I have been given a problem in Jupiter notebooks to code using python. This problem is about linear regression. It's as follows:
1: Linear Regression In this notebook we will generate data from a linear function: 𝐲=𝐗𝛽+𝜖 and then solve for 𝛽̂ using OLS (ordinary least squares) and gradient descent.
Question 1.1 : Generate data: 𝐲=𝐗𝛽+𝜖 Here we assume 𝑦≈𝑔(𝑋,𝛽)=𝐗𝛽+𝜖 where 𝑔 is linear in 𝛽 with additive noise 𝜖 Your function should have the following properties:
output y as an np.array with shape (M,1) generate_linear_y should work for any arbitrary x, b, and eps, as long as they are the appropriate dimensions do not use for-loops to calculate each y[i] separately, as this will be very slow for large M and N. Instead, you should leverage numpy linear algebra.
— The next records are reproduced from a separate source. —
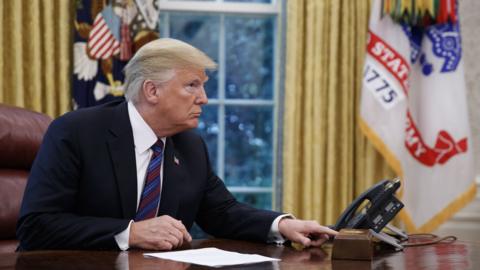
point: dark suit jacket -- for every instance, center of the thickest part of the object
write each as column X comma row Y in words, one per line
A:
column 83, row 186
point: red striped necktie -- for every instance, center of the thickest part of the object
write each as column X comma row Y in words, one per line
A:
column 151, row 190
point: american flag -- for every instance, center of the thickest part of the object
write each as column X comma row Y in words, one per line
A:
column 103, row 40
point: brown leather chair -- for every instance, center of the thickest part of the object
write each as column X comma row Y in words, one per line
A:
column 21, row 132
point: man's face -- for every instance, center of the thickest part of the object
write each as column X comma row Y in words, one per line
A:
column 181, row 98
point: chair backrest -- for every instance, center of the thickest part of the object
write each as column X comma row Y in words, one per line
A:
column 21, row 132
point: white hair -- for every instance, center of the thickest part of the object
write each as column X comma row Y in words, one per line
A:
column 158, row 60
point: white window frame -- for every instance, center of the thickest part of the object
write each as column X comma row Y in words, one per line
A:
column 229, row 8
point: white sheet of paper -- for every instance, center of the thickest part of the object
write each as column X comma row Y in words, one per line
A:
column 213, row 257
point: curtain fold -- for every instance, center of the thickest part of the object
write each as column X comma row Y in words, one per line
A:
column 35, row 54
column 326, row 159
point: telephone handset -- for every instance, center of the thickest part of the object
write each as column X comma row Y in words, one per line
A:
column 373, row 209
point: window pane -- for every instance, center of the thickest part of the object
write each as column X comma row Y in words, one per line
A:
column 248, row 146
column 250, row 1
column 208, row 129
column 259, row 200
column 201, row 31
column 249, row 57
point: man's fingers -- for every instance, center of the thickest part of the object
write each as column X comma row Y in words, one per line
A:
column 179, row 226
column 318, row 241
column 314, row 227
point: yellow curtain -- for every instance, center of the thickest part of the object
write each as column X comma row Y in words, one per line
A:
column 35, row 53
column 326, row 159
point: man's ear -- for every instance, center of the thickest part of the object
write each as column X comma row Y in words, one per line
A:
column 150, row 91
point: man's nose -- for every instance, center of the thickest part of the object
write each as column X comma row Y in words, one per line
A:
column 202, row 97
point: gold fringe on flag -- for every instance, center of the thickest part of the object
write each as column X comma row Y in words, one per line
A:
column 420, row 12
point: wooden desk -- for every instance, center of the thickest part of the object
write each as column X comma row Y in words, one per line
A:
column 458, row 255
They expect us to write code as follows:
def generate_linear_y(X,b):
""" Write a function that generates m data points from inputs X and b
Parameters
----------
X : numpy.ndarray
x.shape must be (M,N)
Each row of `X` is a single data point of dimension N
Therefore `X` represents M data points
b : numpy.ndarray
b.shape must be (N,1)
Each element of `b` is a value of beta such that b=[[b1][b2]...[bN]]
Returns
-------
y : numpy.ndarray
y.shape = (M,1)
y[i] = X[i]b
"""
Can someone please assist me because I am thoroughly confused! I didn't even realize the things I am doing required array coding in python, which I always struggle with! Please help!
This looks like a direct matrix multiplication to me. In NumPy, this is implemented using the matrix multiplication operator @
(aka np.matmul
).
To generate random noise, you can use the functions from numpy.random
, most likely random_sample
or standard_normal
. If you want to do it the most-correct way, you can create a random number generator with default_rng
, then use, for instance, rng.standard_normal
.